Oh, and then there’s the fact that CDs seem to have caused some of the trouble. After that first round of start-up trouble I set about installing some of the software that had come with the camera, trusting AVG and Spybot to deal with any nastiness that may have been on the CD-ROM. Then the computer crashed halfway through installing the second programme. Sure, I’d been dealing with a couple of other issues that had come up at the time, so it could easily have gotten overloaded, but since then it has crashed every time I’ve put a CD in the drive. Could it be that too many pirated DVDs and CDs have fucked up the CD-ROM, causing at least some of the start-up trouble and some of the crashing?

 

Or could it be some other problem?
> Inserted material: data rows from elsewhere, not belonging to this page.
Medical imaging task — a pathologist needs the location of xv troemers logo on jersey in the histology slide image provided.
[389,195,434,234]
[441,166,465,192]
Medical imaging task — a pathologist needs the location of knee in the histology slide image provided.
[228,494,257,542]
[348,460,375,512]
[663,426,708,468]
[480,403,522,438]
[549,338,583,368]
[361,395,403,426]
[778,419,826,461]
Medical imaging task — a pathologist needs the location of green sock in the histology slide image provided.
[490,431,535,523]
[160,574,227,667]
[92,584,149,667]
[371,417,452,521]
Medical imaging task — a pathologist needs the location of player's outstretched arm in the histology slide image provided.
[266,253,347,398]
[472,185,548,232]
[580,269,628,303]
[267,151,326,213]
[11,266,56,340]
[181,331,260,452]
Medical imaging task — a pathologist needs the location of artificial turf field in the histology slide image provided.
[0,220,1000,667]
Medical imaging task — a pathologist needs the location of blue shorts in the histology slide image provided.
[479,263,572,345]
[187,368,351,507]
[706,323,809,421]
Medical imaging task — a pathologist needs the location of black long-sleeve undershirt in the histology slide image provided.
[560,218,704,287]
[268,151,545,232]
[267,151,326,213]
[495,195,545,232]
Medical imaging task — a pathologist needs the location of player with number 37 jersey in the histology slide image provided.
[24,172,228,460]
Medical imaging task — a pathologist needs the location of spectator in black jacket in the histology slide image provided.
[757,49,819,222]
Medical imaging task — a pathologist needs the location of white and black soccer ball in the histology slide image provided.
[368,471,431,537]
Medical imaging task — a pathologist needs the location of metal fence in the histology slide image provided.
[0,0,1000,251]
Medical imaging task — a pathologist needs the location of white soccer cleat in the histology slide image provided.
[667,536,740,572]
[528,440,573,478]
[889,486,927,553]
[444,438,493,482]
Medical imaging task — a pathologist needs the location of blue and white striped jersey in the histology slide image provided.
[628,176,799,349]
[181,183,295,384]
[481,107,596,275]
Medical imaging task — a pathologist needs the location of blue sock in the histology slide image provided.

Or some combination of problems?

 

And to make it all even more frustrating, it had been running reasonably well since I talked to my mate about it about two weeks ago. Lzh got her dissertation typed up fine. The only hassles we had were it shutting down explorer.exe and a similar .exe programme after we’d told it to shut down and one very minor and short-lived refusal to start. Then today it fucks up this badly, with the trouble starting in the middle of me playing with photos.

 

So to try and rule it the software theory, or to convince me to get rid of the software that may be causing the hassles: Has anybody had any trouble with Ulead Photo Explorer or Ulead’s video software? The computer crashed in the middle of installing the video programme (whose name I can’t remember and can’t be arsed finding), and it has crashed a couple of times in the middle of me fucking around with photos. It’s also disappeared a few photos, y’know how things you’ve downloaded or installed or whatever disappear while still leaving the link/button/picture/icon/whatever as if they’re still there, but telling you the file is empty or non-existent or needs to be retrieved from the net if you try to open it.

 

Thing is, I don’t want to lose Ulead Photo Explorer. I’ve found it much more user friendly than the ACD See thingy I had until now.

 

Or maybe I should just find a proper Tsinghua Tongfang weixiuzhan to sort out what is evidently a hardware problem not likely to be fixed properly by some dodgy-looking wanker in an electronics market.

 

And so a bloody excellent walk up the mountainside and all the goodness that created were ruined by my bloody computer.

 

Bloody hell.


And now, two days later, snow is falling oustide and I'm sitting in a normally unheated room with a tub of smouldering corn cobs to stop me freezing.